While resistance to disinfection appeared to be an inherent factor of some P. aeruginosa strains, four out of six cytotoxic strains, which were more resistant to disinfection initially, grew to levels equivalent to or significantly higher than the initial inoculum after long-term exposure to solution B (Fig. 2). This result showed that some strains were not only resistant to killing after short-term disinfectant exposure but also were able to adapt to the disinfection solution and subsequently increase in number. Inhibition of the growth of unexposed PA103 in preexposed solution compared to results with fresh solution (Fig. 4) suggested that the growth of certain cytotoxic strains in solution B after long-term exposure in the contact lens case was not due to decreased efficacy of the solution over time. Instead, growth of the bacteria in the disinfectant appeared to represent an adaptation to the disinfectant and/or to the low-nutrient environment of the contact lens case. It appears that this adaptation was not related to the production of ExoU, since adaptation was also observed with an exoU mutant (Fig. 3b). The mechanism by which this adaptation occurs requires further investigation.

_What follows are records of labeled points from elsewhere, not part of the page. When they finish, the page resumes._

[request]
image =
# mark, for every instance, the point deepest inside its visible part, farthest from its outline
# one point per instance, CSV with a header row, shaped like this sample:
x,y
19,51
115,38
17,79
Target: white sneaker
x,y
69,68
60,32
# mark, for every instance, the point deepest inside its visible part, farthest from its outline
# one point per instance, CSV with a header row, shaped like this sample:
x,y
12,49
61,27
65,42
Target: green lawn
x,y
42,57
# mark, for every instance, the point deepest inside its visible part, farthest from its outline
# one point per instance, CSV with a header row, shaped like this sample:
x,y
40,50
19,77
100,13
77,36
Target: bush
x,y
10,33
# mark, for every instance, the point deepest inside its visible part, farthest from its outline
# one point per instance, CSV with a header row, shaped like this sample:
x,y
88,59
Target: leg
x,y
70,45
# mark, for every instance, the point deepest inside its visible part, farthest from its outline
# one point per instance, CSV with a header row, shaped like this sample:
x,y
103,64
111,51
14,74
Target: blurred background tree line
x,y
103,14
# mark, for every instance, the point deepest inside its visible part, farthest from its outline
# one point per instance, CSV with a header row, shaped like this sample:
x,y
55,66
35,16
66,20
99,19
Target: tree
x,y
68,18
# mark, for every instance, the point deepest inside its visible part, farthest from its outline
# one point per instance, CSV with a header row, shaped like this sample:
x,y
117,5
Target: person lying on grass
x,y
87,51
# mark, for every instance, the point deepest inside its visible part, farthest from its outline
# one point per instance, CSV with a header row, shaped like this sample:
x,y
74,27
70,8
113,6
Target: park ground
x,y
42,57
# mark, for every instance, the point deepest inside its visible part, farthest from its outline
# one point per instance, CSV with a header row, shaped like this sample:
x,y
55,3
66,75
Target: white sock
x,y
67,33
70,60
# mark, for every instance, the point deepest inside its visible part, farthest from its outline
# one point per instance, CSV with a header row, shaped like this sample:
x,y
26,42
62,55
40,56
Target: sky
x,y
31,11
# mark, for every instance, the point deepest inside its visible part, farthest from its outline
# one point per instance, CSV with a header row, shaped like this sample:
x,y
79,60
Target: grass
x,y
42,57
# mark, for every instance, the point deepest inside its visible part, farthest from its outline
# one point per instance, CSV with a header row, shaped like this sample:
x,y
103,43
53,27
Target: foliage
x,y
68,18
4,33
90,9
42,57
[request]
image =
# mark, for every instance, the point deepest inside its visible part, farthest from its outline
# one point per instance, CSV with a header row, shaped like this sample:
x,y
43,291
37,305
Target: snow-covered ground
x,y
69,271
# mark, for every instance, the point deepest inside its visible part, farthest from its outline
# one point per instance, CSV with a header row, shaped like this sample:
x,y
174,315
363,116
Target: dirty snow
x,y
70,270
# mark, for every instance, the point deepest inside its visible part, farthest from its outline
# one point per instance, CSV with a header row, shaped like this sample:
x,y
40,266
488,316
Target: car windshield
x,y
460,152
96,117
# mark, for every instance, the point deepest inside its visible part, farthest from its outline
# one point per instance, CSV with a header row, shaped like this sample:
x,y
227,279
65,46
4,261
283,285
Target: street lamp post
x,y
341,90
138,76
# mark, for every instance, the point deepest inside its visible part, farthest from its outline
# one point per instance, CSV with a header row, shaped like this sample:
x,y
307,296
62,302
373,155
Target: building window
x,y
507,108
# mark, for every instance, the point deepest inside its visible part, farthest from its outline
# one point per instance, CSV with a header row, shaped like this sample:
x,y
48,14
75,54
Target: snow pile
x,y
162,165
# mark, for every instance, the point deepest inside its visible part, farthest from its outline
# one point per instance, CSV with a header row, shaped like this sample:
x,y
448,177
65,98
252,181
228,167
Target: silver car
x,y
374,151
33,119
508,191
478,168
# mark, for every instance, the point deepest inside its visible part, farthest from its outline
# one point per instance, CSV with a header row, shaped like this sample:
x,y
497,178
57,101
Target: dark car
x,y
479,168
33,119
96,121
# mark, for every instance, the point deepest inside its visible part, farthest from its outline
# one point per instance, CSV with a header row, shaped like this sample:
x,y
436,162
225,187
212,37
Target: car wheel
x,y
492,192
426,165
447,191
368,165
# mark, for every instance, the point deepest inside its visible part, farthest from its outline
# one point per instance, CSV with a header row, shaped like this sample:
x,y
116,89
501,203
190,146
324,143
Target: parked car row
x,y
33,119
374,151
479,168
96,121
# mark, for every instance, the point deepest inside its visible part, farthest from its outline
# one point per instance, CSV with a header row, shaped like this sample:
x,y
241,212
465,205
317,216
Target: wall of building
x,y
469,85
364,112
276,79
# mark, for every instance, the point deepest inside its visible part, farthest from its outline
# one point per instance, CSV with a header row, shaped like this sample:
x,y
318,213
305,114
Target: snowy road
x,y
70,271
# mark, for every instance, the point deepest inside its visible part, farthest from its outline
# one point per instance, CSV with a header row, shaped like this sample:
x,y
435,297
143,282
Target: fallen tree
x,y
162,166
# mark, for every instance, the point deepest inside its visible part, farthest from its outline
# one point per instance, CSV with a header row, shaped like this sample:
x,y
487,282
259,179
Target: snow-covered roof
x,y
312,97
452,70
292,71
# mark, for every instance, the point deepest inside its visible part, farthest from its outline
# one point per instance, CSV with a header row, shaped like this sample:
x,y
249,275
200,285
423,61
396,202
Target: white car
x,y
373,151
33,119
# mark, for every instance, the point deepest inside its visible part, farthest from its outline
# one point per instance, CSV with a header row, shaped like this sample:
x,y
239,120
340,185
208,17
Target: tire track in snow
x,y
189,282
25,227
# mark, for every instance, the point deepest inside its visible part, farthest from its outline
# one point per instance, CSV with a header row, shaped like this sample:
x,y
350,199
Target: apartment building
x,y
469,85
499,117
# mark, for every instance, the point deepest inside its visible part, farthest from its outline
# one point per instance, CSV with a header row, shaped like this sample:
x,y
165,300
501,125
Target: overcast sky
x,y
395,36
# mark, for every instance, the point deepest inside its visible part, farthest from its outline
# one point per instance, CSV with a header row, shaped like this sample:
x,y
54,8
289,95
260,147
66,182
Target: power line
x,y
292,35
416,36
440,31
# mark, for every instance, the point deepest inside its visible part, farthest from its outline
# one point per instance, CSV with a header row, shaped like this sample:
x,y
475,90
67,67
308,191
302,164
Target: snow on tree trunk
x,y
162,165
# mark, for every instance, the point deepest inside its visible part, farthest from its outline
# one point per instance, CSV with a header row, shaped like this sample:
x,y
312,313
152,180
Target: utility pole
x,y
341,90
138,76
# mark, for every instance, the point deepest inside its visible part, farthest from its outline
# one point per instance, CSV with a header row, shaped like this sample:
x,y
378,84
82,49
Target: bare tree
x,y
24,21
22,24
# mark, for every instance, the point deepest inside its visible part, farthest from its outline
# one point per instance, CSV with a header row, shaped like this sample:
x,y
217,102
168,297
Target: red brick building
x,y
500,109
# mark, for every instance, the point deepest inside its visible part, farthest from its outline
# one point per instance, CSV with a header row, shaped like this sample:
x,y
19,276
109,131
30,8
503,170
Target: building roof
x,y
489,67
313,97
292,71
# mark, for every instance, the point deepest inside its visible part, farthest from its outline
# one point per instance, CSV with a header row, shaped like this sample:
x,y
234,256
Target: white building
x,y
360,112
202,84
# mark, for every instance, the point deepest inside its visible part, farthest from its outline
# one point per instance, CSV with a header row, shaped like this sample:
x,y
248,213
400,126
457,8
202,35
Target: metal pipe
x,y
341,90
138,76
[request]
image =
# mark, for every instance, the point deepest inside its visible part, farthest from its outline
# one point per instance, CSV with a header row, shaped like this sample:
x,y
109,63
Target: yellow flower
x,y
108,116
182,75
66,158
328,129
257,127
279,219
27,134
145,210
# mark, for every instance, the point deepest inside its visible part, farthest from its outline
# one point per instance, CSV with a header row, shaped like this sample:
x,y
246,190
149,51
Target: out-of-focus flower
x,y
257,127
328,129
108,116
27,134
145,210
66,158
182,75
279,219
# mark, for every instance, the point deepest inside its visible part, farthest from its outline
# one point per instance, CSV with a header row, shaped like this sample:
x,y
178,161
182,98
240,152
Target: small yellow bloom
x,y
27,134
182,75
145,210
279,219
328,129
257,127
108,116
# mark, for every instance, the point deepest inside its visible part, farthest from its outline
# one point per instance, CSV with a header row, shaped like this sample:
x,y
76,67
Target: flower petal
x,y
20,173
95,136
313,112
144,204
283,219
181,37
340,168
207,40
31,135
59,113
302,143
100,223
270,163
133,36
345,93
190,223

Although acute cytotoxic activity was implicated in resistance to chemical disinfection, other factors are also likely to be involved. Not all acutely cytotoxic strains were resistant. In addition, a small percentage of the invasive strains also showed resistance to disinfection; invasive strains produce ExsA but not ExoU. Whether ExsA plays a role in resistance of invasive strains is yet to be determined.

In conclusion, resistance to hydrogel chemical contact lens disinfection varies between P. aeruginosa isolates. Nutrient levels and differences among strains should be considered during the manufacture and testing of hydrogel chemical contact lens disinfectants, since bacterial resistance and adaptation to disinfection are likely to be contributing factors to contamination of lens care systems. Resistance is linked to acute cytotoxic activity; the ExsA-regulated pathway appears to be involved, and a type III secretion system may play a role. These results suggest that current contact lens disinfection systems may select for contamination with cytotoxic strains, which could explain the high prevalence of cytotoxic isolates in contact lens-related corneal infections. Further understanding of the mechanisms of resistance and the bacterial factors responsible for resistance may lead to rational strategies for reducing adverse responses to contact lens wear.